Just over four months later, those 27 students from the Douglas, Mount Currie, Skatin and Semahquam bands have the answers. They’re graduating this week with full business plans and practical skills to put them into action.

“The people from the community all have ideas. They all had ideas for the future, but because of the systems in place, the lack of support because and the remoteness of their location, it’s very difficult to access the right services,” said Newton.

Even with funding, a driver’s license and a reliable car, commuting to regular classes would be almost impossible for the communities accessible from the rough In-SHUCK-ch forest service road.

From Tipella, for example, it’s a two hour drive on the bumpy, unpaved road just to reach a paved highway. That’s when the weather on the road is cooperating.

That long commute can also make working regular jobs outside the community difficult, especially for individuals who aren’t able to work in resource industries like forestry or mining.

“The only way you get attendance would be to offer the training on reserve,” said Newton.
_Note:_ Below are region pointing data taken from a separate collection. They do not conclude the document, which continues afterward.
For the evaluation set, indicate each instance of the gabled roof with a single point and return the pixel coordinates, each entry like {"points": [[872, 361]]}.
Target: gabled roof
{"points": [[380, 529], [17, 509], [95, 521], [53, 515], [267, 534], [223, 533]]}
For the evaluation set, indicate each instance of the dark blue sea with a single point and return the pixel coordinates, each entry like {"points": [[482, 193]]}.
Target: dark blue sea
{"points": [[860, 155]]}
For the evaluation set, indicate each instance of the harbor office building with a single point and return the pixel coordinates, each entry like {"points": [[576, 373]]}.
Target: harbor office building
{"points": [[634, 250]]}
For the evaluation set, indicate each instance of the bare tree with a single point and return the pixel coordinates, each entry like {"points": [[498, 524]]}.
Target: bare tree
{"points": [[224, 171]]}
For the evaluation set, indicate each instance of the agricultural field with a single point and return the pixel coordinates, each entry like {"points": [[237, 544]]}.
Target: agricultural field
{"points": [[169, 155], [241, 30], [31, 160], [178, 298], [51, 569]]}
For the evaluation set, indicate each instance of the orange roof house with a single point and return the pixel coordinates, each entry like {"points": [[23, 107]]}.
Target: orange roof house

The program launched with that reality in mind last March, with funding from a Canada-BC Job Grant. The result is a unique “experiential, hands on” local business training program organized by the Indigenous Community for Leadership and Development.

It turns out the challenge of a remote location — there are no stores in the area and only one gas station — also presents opportunities.

There’s a local need for takeout food and a high volume of tourists flocking to the nearby hot springs. Not only are the tourists interested in food and culture, they often are in desperate need of a mechanic on the rough road.

One student, who previously worked in forestry but was unable to return to work after a work injury, is launching a trail mix line. A second student, entrepreneur Wynter Phillips, plans to serve traditional foods at hot springs, campgrounds and local events.

Others are partnering with nearby tourism businesses to offer unique hiking and canoe tours that incorporate traditional culture. A thrift store is in the works, while two mechanics are now ready to offer their services.

“People on reserve worried that people in the towns wouldn’t want the competition, but the opposite was true. Other businesses were supportive. A lot of networking took place,” said Newton.

Newton said the successful program, which had record-level attendance, could be duplicated in other communities. Working with local business ideas means the program can be self-sustaining and flexible to the needs of different areas. The training can be applied in different ways for different people.

“No one gave less than 100 per cent,” said Newton. “And it produces real results. People don’t just get a certificate, they graduate with a business.”